Let’s take a look at the problems.

- Double Y axes. Don’t! Double axes are bad in 99% of cases (exceptions do exist, but they are rare).
- Two subgraphs that are meant to work together have different category orders and different Y-axis scales. These differences make the comparison much harder.
- Inverted Y scale in a bar chart. Wow! This is very strange. Bizarre! It took me a while to spot this. First, I tried to understand why the line of P<0.05 (the magic value of statistics) is
**above**0.1. Then, I realized that the right Y-axis is reversed. At first, I thought, “WTF?!” but then I understood why the authors made this decision. You see, according to the widespread statistical ritual, the lower the “P-value” is, the more significant it is considered. The value of 1 is deemed to be non-significant at all, and the value of 0 is considered “as significant as one can have.” So, in theory, the authors could have renamed the axis to “Significance” and reversed the numbers. Still, the result would not be a real “significance,” nor would the name be intuitive to anyone familiar with statistical analysis. On the other hand, they**really**wanted more “significant” values to be bigger than less significant ones. So, what the heck? Let’s invert the scale! Well, no, this is not a good idea - Slanted category labels. This might be a matter of taste, but I dislike rotated and slanted labels. Turning the graph solves the need for label rotation, thus making it more readable and having zero drawbacks.

## What can be done?

I don’t like criticism without improvement suggestions. Let’s see what I would have done with this graph. To make this decision, I first need to decide what I want to show. According to my understanding of the paper, the authors wish to show that the two data sets are very different in determining a specific outcome. To show that, we don’t need to depict both the P-value and variance (mainly since these two values are very much correlated). Thus, I will depict only show one metric. I will stick with the P-value.

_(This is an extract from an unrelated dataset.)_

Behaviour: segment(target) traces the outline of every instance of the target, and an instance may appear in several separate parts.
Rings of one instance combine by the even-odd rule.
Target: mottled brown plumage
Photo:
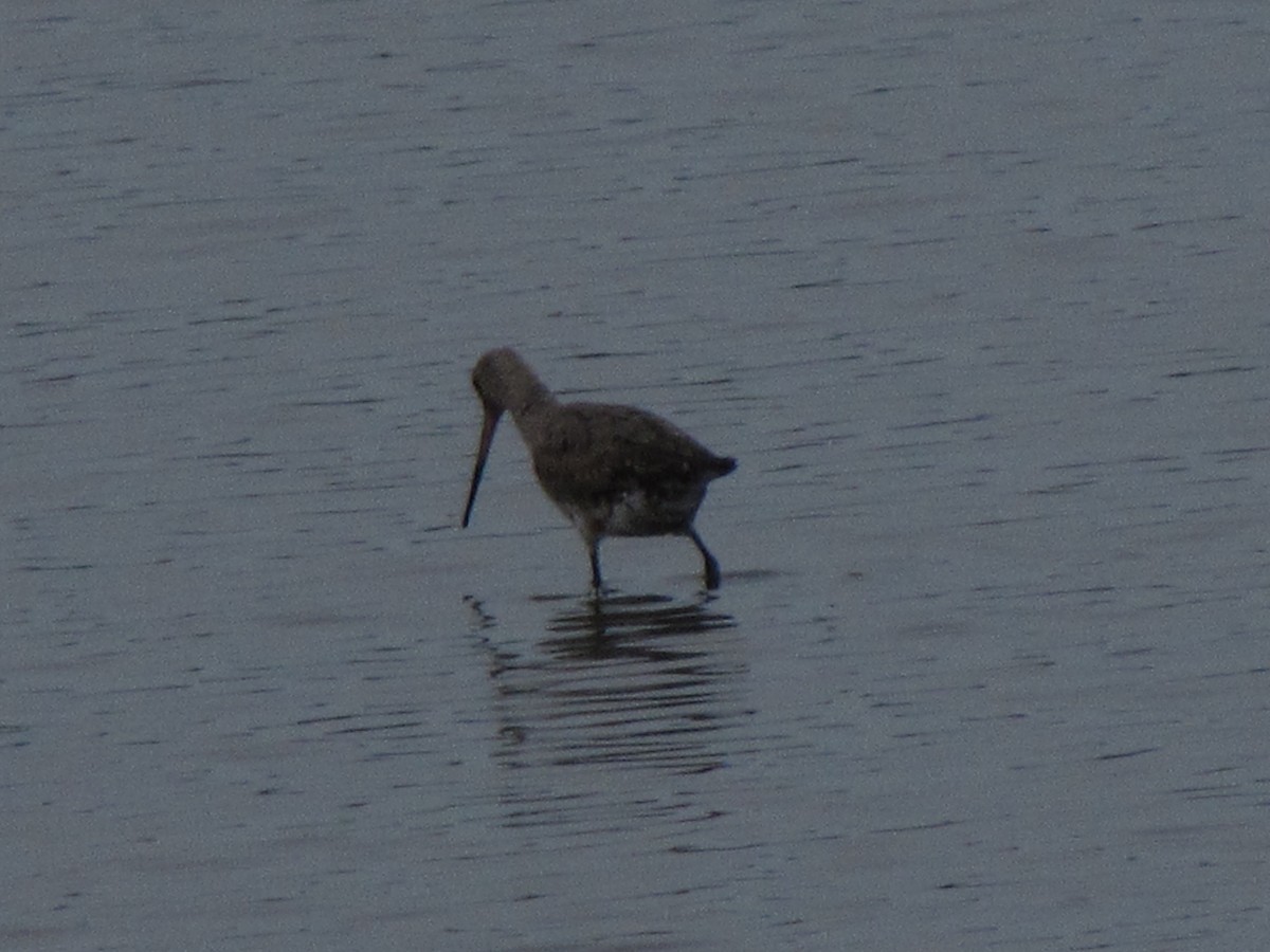
[[[686,536],[701,552],[707,589],[719,586],[719,562],[692,520],[706,485],[737,467],[645,410],[610,404],[561,404],[519,354],[490,350],[472,369],[485,416],[462,524],[471,518],[494,429],[512,414],[547,496],[569,517],[591,556],[598,592],[605,536]]]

I will keep the category order the same between the two subgraphs. Doing so will create a “table lens” effect; it will show the individual values while demonstrating the lack of correlations between the two groups. Finally, I will convert the bars into points, primarily to reduce the data-ink ratio. Two additional arguments against bar charts, in this case, are the facts that the P-values of a statistical test cannot possibly be zero and that bar charts don’t allow log-scale, in case we’ll want to use it.

The result should look like this sketch.